The quality of these border troops declined because the limitanei had to live in poor conditions in impoverished and isolated towns, unlike their well-off counterparts the comitatenses, who were typically assigned to more urban and prosperous areas of the empire. This affected the discipline and morale of the late Roman army. A factor that should also be examined and considered, is how the limitanei ended up as part time forces and eventually even, not being paid at all.

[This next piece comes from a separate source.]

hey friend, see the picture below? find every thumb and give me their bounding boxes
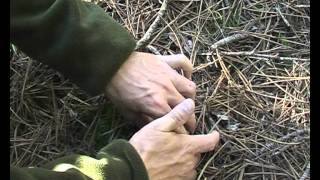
[189,131,220,153]
[153,98,195,132]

Traditionally, the quality of troops degrades as they spend less and less time as active soldiers, and soldiers that aren't being sent their wages, are obviously not being sent new equipment, or money to repair or replace broken equipment.

The limitanei were nonetheless a fairly well equipped and trained force of infantry for their time, especially in relation to other standing armies of the day fielded by Rome's Germanic, Celtic, Iranian, and Eastern neighbours, collectively referred to as "barbarians" by the Romans themselves.

It can be surmised, due in part to these reforms, that the Western Roman Empire continued to live on for another 140 years after the end of Constantine's reign, in the face of numerous migrations and invasions from northern and eastern, nomadic peoples such as the Huns, Goths (Ostrogoths, Visigoths and Gepids), Vandals, Sarmatians, Alans, Burgundians, Saxons and Franks, which continually weakened the Empire until its eventual collapse in 476 AD.

==In popular culture==
The limitanei are in Rome Total War: Barbarian Invasion as an infantry unit that can be recruited by any Roman faction. They are a cheap and easily trained unit that has poor attack, but very high defense, simulating their role in holding the frontier and bogging down enemies while the field armies mobilized.

In Civilization VI: Rise and Fall, limitanei are available as a military policy. The policy causes military units to increase the loyalty of the city they are garrisoned in.

In Age of Empires IV, limitanei are cheap anti-cavalry infantry available for the Byzantines.